In Belarus, it looks as if President Lukashenko’s weakness is playing into Moscow’s hands; it wouldn’t be in Russia’s interest to strengthen his position.  Belarus and Russia are very close – they are part of a union – but Lukashenko has been jockeying for supremacy over various Russian leaders for the last twenty-five years, annoying Moscow by making a bid for presidency of the union or frustrating Russian attempts to turn union into unification and swallow Belarus entire.  Moscow can afford to play a waiting game while Belarus implodes.  It’ll be able to extract a high price for what little help it might give Lukashenko, while leaving him to do his own dirty work and hoping that the protests will be crushed or exhausted or simply peter out.  Mr Lukashenko had a meeting with Russia’s foreign minister Sergei Lavrov in Minsk this week, after which Mr Lavrov announced that Moscow expects Belarus to follow plans for integration with Russia, even sacrificing its independence if necessary.

This doesn’t look like a failure of power and influence – it looks like a clever defence and extension of power and influence.  It doesn’t look like a reluctance to use hard power but a recognition that hard power isn’t always the best weapon, that sometimes a more subtle approach is more efficient and less costly.  Adventures in Syria and Ukraine have taught Russia some hard lessons.  Direct action there has damaged its economy (war is always expensive, and hard-hitting sanctions have taken a heavy toll) and its international standing (with its expulsion from the G8).  But it seems that Russia has learnt those lessons well and is simply proceeding more cautiously and with a lighter touch.
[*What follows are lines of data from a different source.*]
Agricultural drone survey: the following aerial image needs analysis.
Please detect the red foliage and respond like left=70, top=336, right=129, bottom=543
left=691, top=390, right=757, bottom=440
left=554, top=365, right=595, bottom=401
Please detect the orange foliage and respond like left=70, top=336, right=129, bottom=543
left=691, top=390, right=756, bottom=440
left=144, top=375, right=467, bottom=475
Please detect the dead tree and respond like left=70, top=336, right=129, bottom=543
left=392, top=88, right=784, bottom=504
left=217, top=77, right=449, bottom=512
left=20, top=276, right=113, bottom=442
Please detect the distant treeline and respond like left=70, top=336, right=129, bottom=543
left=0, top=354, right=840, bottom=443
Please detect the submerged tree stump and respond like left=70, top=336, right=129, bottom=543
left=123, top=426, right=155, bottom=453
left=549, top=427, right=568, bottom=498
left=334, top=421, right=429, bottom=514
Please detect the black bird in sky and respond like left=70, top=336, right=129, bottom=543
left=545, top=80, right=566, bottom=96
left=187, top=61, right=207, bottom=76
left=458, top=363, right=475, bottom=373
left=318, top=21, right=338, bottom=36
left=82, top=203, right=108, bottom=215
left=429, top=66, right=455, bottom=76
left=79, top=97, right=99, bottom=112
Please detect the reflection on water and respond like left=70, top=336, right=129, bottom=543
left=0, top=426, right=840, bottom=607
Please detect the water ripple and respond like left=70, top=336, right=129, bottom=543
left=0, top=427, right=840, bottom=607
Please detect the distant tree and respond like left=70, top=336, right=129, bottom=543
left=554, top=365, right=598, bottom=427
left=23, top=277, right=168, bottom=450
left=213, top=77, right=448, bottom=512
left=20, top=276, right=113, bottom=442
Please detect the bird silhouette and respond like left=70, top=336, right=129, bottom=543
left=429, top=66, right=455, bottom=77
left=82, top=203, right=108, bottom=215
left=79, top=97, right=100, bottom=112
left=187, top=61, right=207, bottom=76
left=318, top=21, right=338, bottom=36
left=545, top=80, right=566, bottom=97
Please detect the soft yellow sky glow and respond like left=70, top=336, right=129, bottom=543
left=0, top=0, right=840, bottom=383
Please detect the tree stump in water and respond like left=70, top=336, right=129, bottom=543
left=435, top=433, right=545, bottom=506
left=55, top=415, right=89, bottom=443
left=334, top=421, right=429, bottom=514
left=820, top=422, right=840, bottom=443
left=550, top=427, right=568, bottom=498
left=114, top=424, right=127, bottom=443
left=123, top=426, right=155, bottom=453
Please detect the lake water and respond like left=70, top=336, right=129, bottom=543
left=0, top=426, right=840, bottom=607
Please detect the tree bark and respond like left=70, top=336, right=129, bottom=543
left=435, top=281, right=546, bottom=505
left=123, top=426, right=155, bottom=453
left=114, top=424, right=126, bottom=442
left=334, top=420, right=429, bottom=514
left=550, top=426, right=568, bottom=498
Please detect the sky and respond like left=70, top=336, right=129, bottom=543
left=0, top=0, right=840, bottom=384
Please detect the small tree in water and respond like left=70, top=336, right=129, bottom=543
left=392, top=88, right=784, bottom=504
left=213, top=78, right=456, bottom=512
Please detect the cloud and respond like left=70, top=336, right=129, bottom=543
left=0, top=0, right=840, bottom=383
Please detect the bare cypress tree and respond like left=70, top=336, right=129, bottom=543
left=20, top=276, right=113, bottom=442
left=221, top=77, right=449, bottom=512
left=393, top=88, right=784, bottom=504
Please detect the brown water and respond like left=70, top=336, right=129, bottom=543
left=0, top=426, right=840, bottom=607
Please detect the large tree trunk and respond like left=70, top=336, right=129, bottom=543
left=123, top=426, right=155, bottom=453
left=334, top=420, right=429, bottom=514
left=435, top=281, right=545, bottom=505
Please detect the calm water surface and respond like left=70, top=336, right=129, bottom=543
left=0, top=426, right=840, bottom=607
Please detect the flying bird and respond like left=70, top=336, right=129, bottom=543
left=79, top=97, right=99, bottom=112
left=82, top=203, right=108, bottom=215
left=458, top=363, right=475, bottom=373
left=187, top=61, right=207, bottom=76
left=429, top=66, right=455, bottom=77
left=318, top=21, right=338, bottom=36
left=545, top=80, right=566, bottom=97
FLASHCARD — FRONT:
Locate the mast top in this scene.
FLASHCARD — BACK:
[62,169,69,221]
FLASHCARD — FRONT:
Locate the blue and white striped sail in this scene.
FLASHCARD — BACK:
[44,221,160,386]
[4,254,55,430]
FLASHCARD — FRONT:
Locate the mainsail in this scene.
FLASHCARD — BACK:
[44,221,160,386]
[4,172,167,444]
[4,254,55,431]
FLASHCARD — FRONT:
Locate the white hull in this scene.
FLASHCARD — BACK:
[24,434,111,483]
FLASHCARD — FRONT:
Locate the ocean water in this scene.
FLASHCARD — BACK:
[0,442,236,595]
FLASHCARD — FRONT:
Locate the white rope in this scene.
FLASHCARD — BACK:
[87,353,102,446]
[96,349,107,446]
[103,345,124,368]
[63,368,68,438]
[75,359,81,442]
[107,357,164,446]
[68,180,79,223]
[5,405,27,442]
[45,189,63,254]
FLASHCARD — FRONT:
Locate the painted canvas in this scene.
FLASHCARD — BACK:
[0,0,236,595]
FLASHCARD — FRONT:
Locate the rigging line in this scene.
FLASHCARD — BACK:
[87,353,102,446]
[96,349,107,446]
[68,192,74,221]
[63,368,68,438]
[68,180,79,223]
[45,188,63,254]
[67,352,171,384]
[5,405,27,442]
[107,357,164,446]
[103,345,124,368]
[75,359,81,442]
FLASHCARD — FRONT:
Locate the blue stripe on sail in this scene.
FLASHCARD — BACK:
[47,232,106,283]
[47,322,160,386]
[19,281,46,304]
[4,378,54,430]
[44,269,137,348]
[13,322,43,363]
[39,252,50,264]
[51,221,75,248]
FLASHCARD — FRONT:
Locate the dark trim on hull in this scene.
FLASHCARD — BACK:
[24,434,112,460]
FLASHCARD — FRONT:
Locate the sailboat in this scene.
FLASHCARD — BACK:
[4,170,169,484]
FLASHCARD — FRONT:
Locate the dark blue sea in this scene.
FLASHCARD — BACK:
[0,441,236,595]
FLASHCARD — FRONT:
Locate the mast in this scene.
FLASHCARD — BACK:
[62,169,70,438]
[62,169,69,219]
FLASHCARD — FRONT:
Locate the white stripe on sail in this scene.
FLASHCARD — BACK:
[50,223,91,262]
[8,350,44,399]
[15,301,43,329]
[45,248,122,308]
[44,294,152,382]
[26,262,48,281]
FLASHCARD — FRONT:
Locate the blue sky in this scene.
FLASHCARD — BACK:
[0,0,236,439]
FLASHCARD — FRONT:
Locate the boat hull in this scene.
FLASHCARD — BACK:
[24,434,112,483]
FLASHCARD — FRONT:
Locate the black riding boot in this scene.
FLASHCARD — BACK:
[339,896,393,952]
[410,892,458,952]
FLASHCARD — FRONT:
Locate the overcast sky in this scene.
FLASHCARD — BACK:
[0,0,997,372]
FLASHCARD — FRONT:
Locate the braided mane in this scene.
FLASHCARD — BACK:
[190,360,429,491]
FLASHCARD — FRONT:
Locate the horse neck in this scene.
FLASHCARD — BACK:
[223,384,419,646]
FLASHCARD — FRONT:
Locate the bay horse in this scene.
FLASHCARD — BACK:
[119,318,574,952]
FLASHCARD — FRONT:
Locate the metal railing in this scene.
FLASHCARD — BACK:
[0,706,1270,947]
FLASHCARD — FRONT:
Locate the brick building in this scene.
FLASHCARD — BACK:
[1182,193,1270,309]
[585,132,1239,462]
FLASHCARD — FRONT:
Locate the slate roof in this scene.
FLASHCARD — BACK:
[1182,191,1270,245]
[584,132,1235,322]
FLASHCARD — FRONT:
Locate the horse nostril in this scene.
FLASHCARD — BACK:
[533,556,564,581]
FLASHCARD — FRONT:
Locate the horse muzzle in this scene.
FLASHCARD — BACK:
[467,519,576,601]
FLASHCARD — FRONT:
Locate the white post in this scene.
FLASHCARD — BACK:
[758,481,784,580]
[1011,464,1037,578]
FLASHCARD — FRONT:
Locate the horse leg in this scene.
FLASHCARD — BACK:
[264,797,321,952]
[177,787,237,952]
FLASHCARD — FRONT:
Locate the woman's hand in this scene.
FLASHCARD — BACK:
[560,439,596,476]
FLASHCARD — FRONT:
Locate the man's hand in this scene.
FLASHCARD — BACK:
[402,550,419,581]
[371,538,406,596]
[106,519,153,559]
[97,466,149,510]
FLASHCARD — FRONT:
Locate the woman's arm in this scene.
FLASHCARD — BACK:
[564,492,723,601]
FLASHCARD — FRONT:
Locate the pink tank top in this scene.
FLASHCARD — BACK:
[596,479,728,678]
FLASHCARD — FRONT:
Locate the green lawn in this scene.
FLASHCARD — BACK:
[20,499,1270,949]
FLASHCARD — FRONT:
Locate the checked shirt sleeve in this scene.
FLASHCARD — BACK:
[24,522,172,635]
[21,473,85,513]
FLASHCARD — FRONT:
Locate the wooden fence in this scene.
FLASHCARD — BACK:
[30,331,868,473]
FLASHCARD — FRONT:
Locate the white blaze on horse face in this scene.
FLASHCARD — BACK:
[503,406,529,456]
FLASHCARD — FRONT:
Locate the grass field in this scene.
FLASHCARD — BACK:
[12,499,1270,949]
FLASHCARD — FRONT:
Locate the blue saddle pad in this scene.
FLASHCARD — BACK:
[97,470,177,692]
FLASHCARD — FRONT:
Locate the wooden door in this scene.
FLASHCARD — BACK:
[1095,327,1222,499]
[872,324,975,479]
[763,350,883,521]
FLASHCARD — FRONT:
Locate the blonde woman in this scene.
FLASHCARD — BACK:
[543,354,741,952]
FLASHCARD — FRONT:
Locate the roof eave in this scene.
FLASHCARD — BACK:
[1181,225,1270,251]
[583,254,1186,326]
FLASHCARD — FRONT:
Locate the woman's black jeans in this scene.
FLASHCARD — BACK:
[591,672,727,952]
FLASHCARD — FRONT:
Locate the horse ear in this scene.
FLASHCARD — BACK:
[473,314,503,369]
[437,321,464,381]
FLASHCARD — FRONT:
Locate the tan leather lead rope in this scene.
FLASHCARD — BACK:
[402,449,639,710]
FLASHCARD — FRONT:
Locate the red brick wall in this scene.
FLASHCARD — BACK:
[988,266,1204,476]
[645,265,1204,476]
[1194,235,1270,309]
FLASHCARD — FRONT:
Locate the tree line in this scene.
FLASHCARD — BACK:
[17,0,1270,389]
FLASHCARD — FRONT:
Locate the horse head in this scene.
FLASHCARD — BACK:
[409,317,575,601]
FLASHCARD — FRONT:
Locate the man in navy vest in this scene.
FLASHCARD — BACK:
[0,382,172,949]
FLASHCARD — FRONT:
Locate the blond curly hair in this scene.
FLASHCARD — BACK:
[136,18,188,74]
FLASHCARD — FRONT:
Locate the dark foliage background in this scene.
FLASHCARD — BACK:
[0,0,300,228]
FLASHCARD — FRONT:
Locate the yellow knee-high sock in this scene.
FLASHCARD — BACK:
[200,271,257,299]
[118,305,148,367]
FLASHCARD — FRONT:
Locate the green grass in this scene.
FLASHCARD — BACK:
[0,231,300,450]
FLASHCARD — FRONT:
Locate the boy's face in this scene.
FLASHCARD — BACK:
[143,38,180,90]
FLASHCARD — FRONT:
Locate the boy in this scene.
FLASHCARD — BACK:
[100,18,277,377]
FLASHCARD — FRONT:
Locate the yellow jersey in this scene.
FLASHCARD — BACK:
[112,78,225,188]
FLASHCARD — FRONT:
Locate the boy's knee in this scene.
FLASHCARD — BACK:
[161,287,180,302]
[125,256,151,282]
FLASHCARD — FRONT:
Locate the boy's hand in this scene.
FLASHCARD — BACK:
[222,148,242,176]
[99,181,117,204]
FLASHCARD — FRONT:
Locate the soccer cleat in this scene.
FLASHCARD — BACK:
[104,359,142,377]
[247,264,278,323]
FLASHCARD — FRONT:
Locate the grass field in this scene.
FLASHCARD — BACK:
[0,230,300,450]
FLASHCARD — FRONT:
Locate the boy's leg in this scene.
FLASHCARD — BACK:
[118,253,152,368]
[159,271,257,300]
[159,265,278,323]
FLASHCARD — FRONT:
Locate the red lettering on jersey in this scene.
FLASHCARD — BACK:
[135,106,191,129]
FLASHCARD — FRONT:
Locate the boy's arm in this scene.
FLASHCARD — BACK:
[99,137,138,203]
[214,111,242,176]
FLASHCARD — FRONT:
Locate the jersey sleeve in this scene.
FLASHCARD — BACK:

An announcement which followed a meeting between Putin and the head of the colossal state-run oil company Rosneft this week indicated that Russia has not lost any of its ambition or sense of direction and purpose.  A huge oil project in its frozen north will be one of the biggest engineering endeavours ever undertaken.  Fifteen towns, two airports, a 480 mile pipeline and a port for oil tankers will be built inside the Arctic Circle, on the Taymyr peninsula, 1800 miles north of Moscow.  The £83 billion Vostok Oil project – potentially creating 130,000 jobs and a 2% increase in GDP – is part of the Kremlin’s plans to secure the huge resources and the open seaways which will be made available by the melting of the Arctic ice-cap.

photo Julie R (Creative Commons)

Russia’s pivot northwards began twelve years ago with a submarine expedition which planted a Russia flag made out of titanium on the seabed more than two miles beneath the North Pole to claim “The Arctic is Russian”.  It has recently launched a nuclear-powered ice-breaker, designed to open up Russia’s Arctic coast as a major new global sea route.  It has also re-opened Arctic airbases (unused since the Soviet era) and moved missiles north of the Arctic Circle, which suggests that it hasn’t abandoned hard power and would still be prepared to use it if necessary.  Moscow is eager to seize other opportunities offered by climate change; the melting of permafrost in Siberia means that the extraction and transport of that region’s vast mineral resources are now possible.

Reports that the Russian bear has gone into hibernation have been exaggerated.  Now that the winters are warming up, the Bear is sure to be as active as ever.